Revista AOA_40

Portada Diario El Universal, Caracas, 19/12/1923. El Universal newspaper cover, Caracas, December 19, 1923. Number 5242.

Automóviles en Caracas, 1913. Automobiles in Caracas, 1913.

GENESIS OF URBAN MODERNITY IN VENEZUELA (1920-45)

THE GÓMEZ PERIOD: CONECTIVITY, SANITATION AND URBAN AGENDA

Although lagging behind other Latin American countries, under Juan Vicente Gómez (hacendado y general que gobernó entre 1908 y 1935) Venezuela experienced advances in road and health, despite the assertions of traditional historiography. The bad reputation of the dictatorship has provoked misconceptions, both of the national urban project and of the apparent overlooking of Caracas during the 27 years of “Gomecismo”. The Orden y Progreso del Benemérito campaign represented a change of priorities regarding the Progreso y Civilización policy of the “Guzmanato” (1870-88), a political cycle dominated by Antonio Guzmán Blanco. If the civilizing priority of the latter was discarded at the beginning of the Gómez period, progress was made in the growing investment in road infrastructure and public health. On the basis of the decree of 1910 and the conclusions of the Congress of Municipalities of 1911 (Actas, 1913), conectivityand sanitation were the government priorities in terms of public works. This happened before the oil bonanza that begun towards the middle of the 1920s. Although sanitation policy had originally been imported from Europe, the Gómez administra- tion entrusted the expertise of health issues to the United States, reflecting the penetration of Venezuela by economic and technical ambassadors, led by the oil companies and the Rockefeller Foundation. In addition to sanitation - which became a national rather than an urban issue - a vast road program eclipsed the prominence that ornamentation had had in public works since the Guzman period (Almandoz, 2006 p. 225-234). By the mid-1920s, Venezuelan debts - inherited in part from railroad loans - had been paid, and Gomez's project favored the provinces over the capital. However, with the oil bonanza that began in the late 1920s, the Gómez government was able to configure a new

agenda for the growing capital. Countless traffic ordinances, responding to the growing use of the automobile in Caracas and other Venezuelan cities, as well as the appearance of new urban developments to the east, were also incorporated as a central theme. In order to solve the problems of the congested city, the Urban and Rural Police Ordinance of 1926 updated sanitary and technical controls; later, the Civil Architecture Ordinance of 1930 was the first attempt to control the design and facilities of the new residential areas. Finally, the need to provide housing for the working class was acknowledged through the creation of the Banco Obrero in 1928, a fundamental piece in the Gómez urban administration.
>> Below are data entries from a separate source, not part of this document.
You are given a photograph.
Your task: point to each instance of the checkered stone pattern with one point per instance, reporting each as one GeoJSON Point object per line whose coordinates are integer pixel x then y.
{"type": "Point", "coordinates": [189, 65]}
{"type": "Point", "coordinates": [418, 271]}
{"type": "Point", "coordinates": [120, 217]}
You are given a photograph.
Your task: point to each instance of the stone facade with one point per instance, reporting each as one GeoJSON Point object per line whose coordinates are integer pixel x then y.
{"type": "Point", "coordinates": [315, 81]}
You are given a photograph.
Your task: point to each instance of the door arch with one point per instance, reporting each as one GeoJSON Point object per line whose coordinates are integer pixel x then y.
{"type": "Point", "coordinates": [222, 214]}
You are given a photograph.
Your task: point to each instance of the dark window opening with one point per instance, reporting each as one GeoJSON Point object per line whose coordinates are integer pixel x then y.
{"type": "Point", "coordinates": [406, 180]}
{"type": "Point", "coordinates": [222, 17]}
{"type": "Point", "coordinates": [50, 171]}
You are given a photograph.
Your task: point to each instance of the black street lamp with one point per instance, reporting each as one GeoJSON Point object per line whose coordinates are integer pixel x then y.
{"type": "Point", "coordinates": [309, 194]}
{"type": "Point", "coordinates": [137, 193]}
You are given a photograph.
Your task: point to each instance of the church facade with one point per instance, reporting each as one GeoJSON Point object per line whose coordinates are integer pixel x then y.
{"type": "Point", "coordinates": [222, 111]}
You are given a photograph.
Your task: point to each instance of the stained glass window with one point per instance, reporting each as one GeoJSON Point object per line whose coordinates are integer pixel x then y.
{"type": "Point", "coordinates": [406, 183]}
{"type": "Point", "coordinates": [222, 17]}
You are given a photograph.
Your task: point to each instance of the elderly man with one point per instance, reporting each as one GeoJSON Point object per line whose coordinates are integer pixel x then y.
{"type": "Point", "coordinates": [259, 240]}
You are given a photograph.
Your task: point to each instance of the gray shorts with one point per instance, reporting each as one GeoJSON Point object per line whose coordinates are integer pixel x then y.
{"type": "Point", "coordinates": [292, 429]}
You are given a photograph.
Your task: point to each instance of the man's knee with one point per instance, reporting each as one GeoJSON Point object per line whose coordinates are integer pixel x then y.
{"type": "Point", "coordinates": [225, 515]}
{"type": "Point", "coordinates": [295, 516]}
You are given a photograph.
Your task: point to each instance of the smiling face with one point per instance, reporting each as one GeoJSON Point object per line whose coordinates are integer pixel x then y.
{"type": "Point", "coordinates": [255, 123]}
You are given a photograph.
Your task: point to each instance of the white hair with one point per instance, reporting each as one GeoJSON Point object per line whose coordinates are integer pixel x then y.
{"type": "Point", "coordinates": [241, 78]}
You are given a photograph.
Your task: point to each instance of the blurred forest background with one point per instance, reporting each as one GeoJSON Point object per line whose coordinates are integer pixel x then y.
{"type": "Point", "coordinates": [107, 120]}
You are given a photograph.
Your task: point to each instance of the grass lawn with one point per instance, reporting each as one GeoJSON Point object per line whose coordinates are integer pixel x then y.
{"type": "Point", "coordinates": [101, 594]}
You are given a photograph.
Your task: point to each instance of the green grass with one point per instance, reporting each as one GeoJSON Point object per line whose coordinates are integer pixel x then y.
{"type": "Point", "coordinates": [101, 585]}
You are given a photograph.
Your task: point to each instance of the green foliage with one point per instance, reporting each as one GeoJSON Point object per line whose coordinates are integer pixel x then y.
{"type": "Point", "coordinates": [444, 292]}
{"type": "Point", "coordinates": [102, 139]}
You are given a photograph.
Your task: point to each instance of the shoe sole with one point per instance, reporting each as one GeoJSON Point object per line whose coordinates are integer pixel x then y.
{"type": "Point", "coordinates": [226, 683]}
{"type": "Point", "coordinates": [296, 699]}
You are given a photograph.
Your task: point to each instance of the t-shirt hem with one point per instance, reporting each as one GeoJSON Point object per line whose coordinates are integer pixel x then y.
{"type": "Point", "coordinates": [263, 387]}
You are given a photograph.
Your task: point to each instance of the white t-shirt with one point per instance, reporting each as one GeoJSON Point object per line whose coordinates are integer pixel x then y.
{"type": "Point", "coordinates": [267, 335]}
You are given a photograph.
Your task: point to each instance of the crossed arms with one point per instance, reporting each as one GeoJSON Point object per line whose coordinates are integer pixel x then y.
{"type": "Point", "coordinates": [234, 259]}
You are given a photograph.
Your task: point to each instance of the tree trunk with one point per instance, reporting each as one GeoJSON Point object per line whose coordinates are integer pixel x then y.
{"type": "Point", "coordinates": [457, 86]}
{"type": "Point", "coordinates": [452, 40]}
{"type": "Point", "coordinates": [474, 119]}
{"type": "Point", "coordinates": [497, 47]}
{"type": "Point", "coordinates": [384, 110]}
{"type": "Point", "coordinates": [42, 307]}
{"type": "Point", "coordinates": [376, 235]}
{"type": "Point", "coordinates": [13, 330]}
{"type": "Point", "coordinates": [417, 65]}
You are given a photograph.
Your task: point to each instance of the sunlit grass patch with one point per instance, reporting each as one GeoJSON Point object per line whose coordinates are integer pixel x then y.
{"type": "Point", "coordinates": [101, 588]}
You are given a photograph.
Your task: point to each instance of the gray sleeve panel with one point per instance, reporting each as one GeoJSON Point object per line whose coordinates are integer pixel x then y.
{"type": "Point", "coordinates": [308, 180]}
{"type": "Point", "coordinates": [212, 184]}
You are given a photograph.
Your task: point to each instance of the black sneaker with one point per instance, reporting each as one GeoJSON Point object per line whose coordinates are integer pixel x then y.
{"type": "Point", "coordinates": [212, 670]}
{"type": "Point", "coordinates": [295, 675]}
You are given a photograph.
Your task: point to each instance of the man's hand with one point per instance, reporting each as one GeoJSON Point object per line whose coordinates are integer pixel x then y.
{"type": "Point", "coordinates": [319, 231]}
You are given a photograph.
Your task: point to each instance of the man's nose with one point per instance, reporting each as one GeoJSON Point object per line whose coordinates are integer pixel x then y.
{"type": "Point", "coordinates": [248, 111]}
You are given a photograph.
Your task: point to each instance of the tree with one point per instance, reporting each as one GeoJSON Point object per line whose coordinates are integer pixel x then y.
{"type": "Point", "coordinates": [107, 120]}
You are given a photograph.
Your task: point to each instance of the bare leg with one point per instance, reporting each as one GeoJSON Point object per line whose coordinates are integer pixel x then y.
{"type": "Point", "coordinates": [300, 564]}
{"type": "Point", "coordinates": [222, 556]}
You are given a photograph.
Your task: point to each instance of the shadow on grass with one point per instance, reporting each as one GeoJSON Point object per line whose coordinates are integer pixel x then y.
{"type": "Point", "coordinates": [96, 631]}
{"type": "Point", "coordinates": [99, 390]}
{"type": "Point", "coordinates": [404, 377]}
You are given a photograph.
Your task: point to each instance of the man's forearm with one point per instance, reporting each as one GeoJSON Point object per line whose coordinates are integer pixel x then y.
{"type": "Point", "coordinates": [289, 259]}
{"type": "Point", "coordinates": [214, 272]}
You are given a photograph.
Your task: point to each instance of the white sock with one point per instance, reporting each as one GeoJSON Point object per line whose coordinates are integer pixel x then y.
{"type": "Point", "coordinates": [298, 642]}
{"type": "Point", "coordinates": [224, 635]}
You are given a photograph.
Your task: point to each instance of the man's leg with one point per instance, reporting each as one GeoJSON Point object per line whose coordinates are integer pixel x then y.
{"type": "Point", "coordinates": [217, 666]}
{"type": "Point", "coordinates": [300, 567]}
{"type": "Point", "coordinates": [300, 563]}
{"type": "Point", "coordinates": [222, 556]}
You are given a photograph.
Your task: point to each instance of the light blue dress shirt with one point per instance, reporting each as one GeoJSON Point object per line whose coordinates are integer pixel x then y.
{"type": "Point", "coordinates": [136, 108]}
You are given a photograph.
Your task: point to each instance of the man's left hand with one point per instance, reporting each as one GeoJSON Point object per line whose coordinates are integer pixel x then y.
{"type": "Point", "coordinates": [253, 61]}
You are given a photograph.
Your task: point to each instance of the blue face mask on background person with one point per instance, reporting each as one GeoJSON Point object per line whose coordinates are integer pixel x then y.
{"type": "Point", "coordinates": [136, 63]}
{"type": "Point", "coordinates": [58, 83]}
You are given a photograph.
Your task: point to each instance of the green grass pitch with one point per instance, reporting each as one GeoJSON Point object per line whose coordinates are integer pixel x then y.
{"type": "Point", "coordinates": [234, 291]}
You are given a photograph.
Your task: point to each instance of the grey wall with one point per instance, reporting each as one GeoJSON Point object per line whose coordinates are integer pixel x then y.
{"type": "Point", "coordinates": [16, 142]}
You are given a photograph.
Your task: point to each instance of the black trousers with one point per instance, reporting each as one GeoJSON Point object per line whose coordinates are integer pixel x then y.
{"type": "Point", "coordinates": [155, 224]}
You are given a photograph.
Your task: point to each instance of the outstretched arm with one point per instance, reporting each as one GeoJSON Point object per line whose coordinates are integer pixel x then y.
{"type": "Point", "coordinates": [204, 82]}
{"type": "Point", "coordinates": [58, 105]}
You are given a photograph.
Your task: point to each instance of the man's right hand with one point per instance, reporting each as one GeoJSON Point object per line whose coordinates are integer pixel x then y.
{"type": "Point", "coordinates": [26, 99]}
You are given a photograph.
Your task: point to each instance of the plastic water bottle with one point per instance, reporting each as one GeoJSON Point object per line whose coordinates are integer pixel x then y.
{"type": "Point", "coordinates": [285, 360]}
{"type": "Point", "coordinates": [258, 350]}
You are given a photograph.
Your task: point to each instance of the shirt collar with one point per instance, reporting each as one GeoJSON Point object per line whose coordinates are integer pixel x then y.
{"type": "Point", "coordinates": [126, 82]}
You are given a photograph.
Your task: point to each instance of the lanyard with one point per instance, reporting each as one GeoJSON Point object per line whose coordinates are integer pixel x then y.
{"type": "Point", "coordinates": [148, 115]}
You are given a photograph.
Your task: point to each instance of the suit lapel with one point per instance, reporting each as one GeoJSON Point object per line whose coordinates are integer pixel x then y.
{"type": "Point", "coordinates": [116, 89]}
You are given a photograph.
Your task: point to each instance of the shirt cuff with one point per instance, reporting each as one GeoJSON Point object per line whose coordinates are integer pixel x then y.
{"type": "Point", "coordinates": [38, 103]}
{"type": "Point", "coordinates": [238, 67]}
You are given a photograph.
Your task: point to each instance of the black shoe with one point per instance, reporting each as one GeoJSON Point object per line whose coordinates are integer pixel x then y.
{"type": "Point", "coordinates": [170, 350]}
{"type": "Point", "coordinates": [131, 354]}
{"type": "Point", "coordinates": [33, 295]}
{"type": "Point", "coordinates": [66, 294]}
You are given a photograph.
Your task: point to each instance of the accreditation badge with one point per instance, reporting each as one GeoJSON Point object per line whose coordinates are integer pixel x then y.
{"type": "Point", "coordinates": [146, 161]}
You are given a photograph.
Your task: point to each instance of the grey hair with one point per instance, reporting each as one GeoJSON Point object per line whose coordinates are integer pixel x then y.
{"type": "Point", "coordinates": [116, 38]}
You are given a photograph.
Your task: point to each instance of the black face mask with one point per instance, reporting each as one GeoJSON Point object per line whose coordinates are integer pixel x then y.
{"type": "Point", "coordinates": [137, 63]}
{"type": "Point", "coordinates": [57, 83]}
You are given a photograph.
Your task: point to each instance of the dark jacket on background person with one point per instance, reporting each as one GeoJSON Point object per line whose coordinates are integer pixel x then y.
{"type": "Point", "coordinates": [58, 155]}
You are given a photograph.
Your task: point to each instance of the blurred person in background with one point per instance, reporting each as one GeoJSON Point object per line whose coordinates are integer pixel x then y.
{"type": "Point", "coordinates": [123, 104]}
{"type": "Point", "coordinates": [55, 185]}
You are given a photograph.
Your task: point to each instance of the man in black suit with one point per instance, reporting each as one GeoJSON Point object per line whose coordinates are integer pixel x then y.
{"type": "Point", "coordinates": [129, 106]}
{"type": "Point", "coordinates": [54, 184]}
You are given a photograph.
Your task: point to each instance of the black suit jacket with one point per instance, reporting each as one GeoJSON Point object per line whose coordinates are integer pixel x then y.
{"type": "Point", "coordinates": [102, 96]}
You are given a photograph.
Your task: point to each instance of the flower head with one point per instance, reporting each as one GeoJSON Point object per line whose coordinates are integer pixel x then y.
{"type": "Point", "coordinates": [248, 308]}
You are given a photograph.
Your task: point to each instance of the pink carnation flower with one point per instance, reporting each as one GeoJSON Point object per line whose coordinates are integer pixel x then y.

Even accepting the myth of the “forgotten” Caracas of the Gómez era, it must be revised from the urban perspective. The administration of the Benemérito increased the municipal powers of the urban police, included for the first time in the constitution of 1925, while at the same time issuing new ordinances. On the other hand, it is true that Gómez did not undertake an urban plan for Caracas, unlike his Latin American counterparts, who had plans since the 1920s (Almandoz, 2017 p. 275-298). The Gómez era must be seen as part of the birth of urbanism between centuries, and not as a new urban episode. Even though the Gómez administration did not acknowledge an urban challenge, it must be accepted that, within the framework of the national road and sanitation plans, the local transportation, urban expansion and housing agenda gathered the components for urban reform in the democratic capital, where modern Venezuelan urbanism would crystallize by the end of the 30s.